Falk G W, Ours T M, Richter J E
Center for Swallowing and Esophageal Disorders, Department of Gastroenterology, Cleveland Clinic Foundation, Cleveland, Ohio 44195, USA.
Gastrointest Endosc. 2000 Aug;52(2):197-203. doi: 10.1067/mge.2000.107728.
Endoscopic surveillance of Barrett's esophagus is recommended to detect dysplasia or cancer at an early and potentially treatable stage. However, little is known about the clinical practice patterns for endoscopic surveillance in the United States.
A questionnaire regarding surveillance intervals, techniques and management approaches for patients with Barrett's esophagus was mailed to 1000 randomly selected members of the Clinical Practice Section of the American Gastroenterological Association.

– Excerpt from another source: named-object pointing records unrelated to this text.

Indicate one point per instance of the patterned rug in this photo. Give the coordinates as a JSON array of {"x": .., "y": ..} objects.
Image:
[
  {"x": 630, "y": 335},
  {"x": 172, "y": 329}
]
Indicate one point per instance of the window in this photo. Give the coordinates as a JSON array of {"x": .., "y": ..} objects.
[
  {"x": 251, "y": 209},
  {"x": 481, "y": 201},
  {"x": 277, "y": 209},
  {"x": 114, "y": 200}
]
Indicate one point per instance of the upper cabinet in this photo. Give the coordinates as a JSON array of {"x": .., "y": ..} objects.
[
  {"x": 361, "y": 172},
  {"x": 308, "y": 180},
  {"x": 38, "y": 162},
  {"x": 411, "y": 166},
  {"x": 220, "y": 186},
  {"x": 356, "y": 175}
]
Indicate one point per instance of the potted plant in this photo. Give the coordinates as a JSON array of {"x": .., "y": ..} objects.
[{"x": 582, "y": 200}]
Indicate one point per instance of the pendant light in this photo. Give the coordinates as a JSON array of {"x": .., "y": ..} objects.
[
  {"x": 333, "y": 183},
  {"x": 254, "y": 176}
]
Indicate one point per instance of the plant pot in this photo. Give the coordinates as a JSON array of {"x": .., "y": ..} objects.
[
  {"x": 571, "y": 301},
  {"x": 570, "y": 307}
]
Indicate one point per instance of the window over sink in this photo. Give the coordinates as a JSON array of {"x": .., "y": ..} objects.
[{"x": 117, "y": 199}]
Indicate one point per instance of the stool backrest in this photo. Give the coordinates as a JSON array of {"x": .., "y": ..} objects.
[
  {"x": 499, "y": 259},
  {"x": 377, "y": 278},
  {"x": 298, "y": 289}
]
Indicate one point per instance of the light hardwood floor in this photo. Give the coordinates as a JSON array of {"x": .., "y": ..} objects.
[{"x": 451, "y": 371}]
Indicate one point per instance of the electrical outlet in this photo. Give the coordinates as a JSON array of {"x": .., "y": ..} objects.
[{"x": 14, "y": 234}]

The response rate was 455 of 1000 (45%). Not all respondents answered all questions. Seventy-nine percent of respondents were in community practices, and 21% were in academic practices. Nearly all (96%) performed endoscopic surveillance, but it was practiced more commonly in the community (334 of 341 [98%]) than in the academic setting (83 of 93 [89%], p < 0.001). For patients without dysplasia, endoscopic surveillance was most commonly performed every 2 years (264 of 415 [64%]). Patients with low-grade dysplasia usually had surveillance endoscopy at 6-month intervals (215 of 413 [52%]), whereas those with high-grade dysplasia most commonly had endoscopy every 3 months (201 of 404 [50%]). These surveillance patterns did not differ between the academic and community groups. Random biopsies were performed by 93 of 403 (23%), 4-quadrant biopsies by 310 (77%). Most physicians (83%) used standard capacity forceps. Brush cytology was done uncommonly (69 of 414 [17%]). The most common indications for esophagectomy were high-grade dysplasia by 82% and cancer by 83%. Ablation therapy was performed for Barrett's esophagus without dysplasia by 3.5%, Barrett's with dysplasia by 20%, and cancer by 8%.
Surveillance for Barrett's esophagus is widely practiced in the United States but there is considerable variation in interval and technique. A clearer consensus on endoscopic surveillance is warranted to optimize care of patients with Barrett's esophagus.
推荐对巴雷特食管进行内镜监测,以便在早期且可能可治疗阶段检测发育异常或癌症。然而,关于美国内镜监测的临床实践模式知之甚少。
一份关于巴雷特食管患者监测间隔、技术和管理方法的问卷被邮寄给美国胃肠病学会临床实践分会随机挑选的1000名成员。
1000名中有455名回复(45%)。并非所有受访者都回答了所有问题。79%的受访者从事社区医疗,21%从事学术医疗。几乎所有(96%)都进行内镜监测,但在社区(341名中的334名[98%])比在学术环境(93名中的83名[89%])中更常见(p<0.001)。对于无发育异常的患者,内镜监测最常每2年进行一次(415名中的264名[64%])。低级别发育异常患者通常每6个月进行一次监测性内镜检查(413名中的215名[52%]),而高级别发育异常患者最常每3个月进行一次内镜检查(404名中的201名[50%])。这些监测模式在学术和社区组之间没有差异。403名中有93名(23%)进行随机活检,310名(77%)进行四象限活检。大多数医生(83%)使用标准容量钳。刷检细胞学检查不常用(414名中的69名[17%])。食管切除术最常见的指征是高级别发育异常(82%)和癌症(83%)。对无发育异常的巴雷特食管进行消融治疗的比例为3.5%,有发育异常的为20%,癌症为8%。
在美国,巴雷特食管监测广泛开展,但在间隔和技术方面存在相当大的差异。有必要就内镜监测达成更明确的共识,以优化巴雷特食管患者的护理。